Dreamday PR, who works with a number of brands in performance marketing, has seen an increase in business as more brands request the launch of the program. Dreamday Lauren Kleinman has attributed this growth to the increasing difficulty of growing the e-commerce business. Dreamday’s current marketing clients include Athelether brand, Girlfriend Collective, shaving brand Oui the People, and Fly by Jing mentioned above, among others.
“One of our most successful brands is Girlfriend Collective,” Kleinman said. “Since January, we’ve helped them generate over $1 million in affiliate revenue and over 300,000 clicks,” Kleinman said. Similarly, since January, People Oui’s affiliate marketing program has generated $86,000 in revenue, with average monthly growth of 37%.
“Affiliate links have a bigger impact on some brands than others,” Kleinman said. Significantly, if a brand’s web traffic is already strong, there is more awareness and opportunity for conversion. “It can be difficult for small emerging brands that don’t have a lot of awareness yet,” Kleinman added.
However, Kleinman noted that there are downsides to the channel in that it’s not as straightforward as paid advertising on platforms like Facebook and Instagram. “You don’t get X sales for X dollars,” she said. Much of its success still depends on media trends and relationships between agencies, editors, and creators now. “But we’ve seen our demand go up in the last year, and that’s part of a bigger trend in PR.”
In turn, other PR agencies also benefit from customer demand for affiliate marketing.
Jennifer Bett Communications, which represents brands like Parachute and Magic Spoon, launched an affiliate division in April to meet customer demand. Founder Jennifer Pete-Meyer said the service is an extension of the press coverage the agency is trying to secure for its brands.
“Through this department, we advise our clients and carry out work with media interested in commercial stories,” Meyer said. “Being a pay-for-performance model, affiliate marketing allows us to strategically partner with specific outlets to leverage and increase affiliate revenue.”

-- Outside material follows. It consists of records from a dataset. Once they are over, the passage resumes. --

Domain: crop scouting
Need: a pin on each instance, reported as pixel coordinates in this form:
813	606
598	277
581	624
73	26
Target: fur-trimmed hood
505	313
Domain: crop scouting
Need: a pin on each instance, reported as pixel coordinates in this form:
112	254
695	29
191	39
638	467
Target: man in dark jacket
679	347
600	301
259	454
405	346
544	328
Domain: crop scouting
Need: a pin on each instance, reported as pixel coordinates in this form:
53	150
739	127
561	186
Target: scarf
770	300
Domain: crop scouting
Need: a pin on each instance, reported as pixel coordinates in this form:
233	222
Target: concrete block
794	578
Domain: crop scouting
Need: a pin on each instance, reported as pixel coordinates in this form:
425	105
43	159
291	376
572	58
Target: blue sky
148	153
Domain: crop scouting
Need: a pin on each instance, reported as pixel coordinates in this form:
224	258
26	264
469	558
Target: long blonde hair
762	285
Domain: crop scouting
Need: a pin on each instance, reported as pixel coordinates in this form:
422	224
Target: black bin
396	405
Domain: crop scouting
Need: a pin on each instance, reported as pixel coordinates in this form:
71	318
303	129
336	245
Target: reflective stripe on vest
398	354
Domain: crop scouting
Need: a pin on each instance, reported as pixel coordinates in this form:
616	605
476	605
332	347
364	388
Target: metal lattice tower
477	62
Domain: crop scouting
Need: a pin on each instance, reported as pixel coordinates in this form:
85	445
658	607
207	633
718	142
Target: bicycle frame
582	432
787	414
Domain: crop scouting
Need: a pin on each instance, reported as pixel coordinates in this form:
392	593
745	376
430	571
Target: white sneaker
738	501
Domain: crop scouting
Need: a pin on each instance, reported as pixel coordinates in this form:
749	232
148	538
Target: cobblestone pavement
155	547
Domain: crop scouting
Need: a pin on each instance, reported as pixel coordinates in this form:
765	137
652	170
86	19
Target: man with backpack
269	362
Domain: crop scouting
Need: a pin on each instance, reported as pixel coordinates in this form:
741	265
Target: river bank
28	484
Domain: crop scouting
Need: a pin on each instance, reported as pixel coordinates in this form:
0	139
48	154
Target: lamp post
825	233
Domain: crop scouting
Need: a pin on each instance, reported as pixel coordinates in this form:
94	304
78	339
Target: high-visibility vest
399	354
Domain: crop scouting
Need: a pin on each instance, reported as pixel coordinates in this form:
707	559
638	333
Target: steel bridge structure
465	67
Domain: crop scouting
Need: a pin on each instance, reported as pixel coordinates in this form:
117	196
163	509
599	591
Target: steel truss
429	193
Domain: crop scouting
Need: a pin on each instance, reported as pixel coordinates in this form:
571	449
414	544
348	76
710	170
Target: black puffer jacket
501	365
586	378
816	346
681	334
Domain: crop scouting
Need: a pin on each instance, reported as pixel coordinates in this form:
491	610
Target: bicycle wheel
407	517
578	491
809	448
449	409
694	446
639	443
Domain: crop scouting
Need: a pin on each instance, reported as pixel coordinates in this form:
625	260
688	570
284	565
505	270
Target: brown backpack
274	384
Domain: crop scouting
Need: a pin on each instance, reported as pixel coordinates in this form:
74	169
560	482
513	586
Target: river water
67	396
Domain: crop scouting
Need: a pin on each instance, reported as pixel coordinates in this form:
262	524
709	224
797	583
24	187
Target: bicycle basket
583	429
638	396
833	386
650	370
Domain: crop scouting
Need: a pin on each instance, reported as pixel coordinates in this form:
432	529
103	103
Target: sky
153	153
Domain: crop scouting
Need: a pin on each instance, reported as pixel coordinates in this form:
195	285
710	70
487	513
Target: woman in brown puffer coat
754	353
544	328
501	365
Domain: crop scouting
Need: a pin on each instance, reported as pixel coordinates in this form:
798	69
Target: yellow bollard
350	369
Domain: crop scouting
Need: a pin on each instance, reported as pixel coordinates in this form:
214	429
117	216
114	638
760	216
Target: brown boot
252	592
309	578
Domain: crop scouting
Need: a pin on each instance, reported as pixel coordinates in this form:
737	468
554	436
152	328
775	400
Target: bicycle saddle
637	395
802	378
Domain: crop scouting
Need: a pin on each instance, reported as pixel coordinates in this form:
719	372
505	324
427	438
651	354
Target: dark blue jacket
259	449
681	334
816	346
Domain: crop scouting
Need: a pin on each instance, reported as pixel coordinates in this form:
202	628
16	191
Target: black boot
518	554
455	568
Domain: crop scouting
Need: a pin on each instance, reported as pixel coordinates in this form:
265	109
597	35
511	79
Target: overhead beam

As more players from PR agencies enter news sites in the affiliate game, brands are constantly re-evaluating their strategies in the field. For example, DTC cleaning company, with an essentials subsidiary, has built its business primarily through affiliate marketing since its launch in 2017.
In its early days, CEO Tim Murphy said the company worked with lifestyle bloggers who tested and reviewed Branch Basics’ cleaning products. Today, the company is focused on working with health and wellness experts to promote the brand’s range of non-toxic products, which they pride themselves on being gentle on the skin.

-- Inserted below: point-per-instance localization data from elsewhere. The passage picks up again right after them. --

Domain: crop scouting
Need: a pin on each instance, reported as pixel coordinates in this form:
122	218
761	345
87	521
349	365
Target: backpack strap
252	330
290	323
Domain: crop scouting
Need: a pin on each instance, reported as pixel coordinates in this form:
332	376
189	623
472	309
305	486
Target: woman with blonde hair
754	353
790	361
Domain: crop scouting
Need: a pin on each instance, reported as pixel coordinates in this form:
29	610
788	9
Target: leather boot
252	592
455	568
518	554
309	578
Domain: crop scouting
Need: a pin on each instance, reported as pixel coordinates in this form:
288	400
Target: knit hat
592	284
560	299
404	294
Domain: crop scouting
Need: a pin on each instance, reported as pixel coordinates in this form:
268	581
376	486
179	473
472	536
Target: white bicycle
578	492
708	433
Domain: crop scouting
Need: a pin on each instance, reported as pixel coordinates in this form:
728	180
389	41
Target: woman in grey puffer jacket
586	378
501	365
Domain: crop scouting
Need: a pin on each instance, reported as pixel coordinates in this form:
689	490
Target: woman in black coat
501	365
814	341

The slow and steady tactic is paying off, Murphy said, especially as other digital advertising methods are becoming more expensive. Murphy said that affiliate channels now account for 33% of branch essentials spending and have a 3X ROAS.
The company plans to increase its affiliate marketing budget this year, including a larger investment in small and medium-sized influencers. “This year, we are allocating more budget to affiliate marketing because it is our top performing channel,” Murphy said.